And The Symphony Resolves in My New Life
Revised: 11/04/2023 9:49 a.m.
- Nov. 4, 2023, midnight
- |
- Public
Our higher-ups came through which explains the intense feelings of anxiety (in the more unstable co-workers). The symphony continues to play. All is forgiven. And, my up-coming exams look promising, and my next semester is shaping-up with registration, and claiming the spots I need to fulfill my program.
I don’t mind feeling pressure. Pressure is a part of life, and actually feels good when it is managed properly. What bothers me most is how people generally are not aware of the patterns they are in. It’s like stressing over bills at the beginning of every month, getting through them, relaxing and forgetting that bill time is the same time every month. Stressing, getting through one way another, and never just preparing for the same pattern to keep re-occurring.
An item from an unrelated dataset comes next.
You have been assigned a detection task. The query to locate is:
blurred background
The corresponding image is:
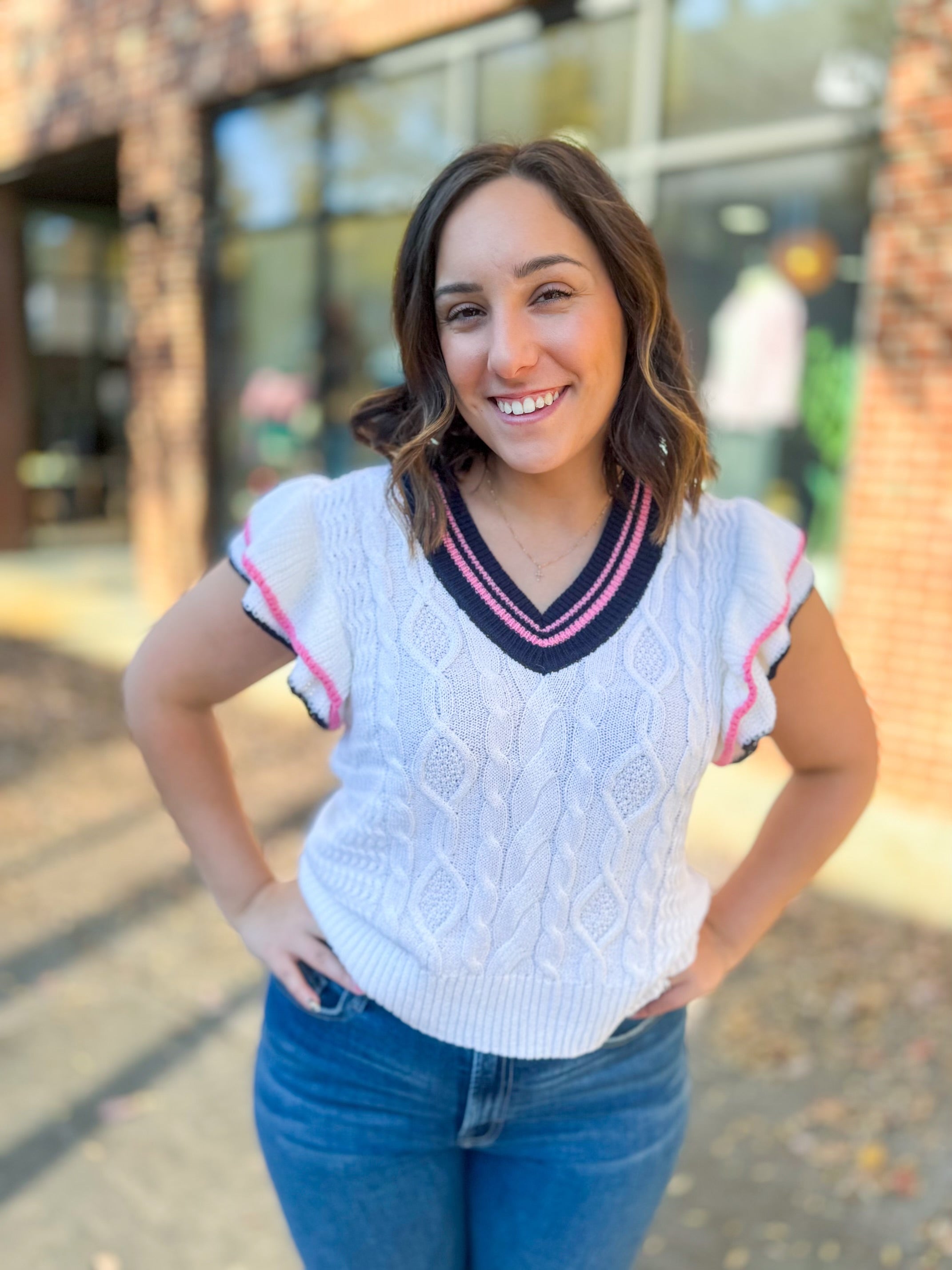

I’ve made friends with my neighbors downstairs. It just sort of clicked really well. The chemistry is sort of a Big Bang friendship feeling. I’m a very introverted extravert or a very extraverted introvert, but either way I can manage both. Ever since The Pandemic I have really been a loner. Before it - I had folks from work over quite often cooking, drinking, philosophizing, and just hanging-out having a good time. Some portions of my life have been excessively social, and others have been exceptionally isolated. But, when The Pandemic hit it all just sort of became isolated. My best friend ended up having a nervous breakdown, and the folks I entertained moved away, and it was all just so chaotic after all that. I really ended up being very lonely for a while, and not knowing where to fit in. So this is a long awaited pleasant surprise. And I am thrilled to be accepted in the little community downstairs from me.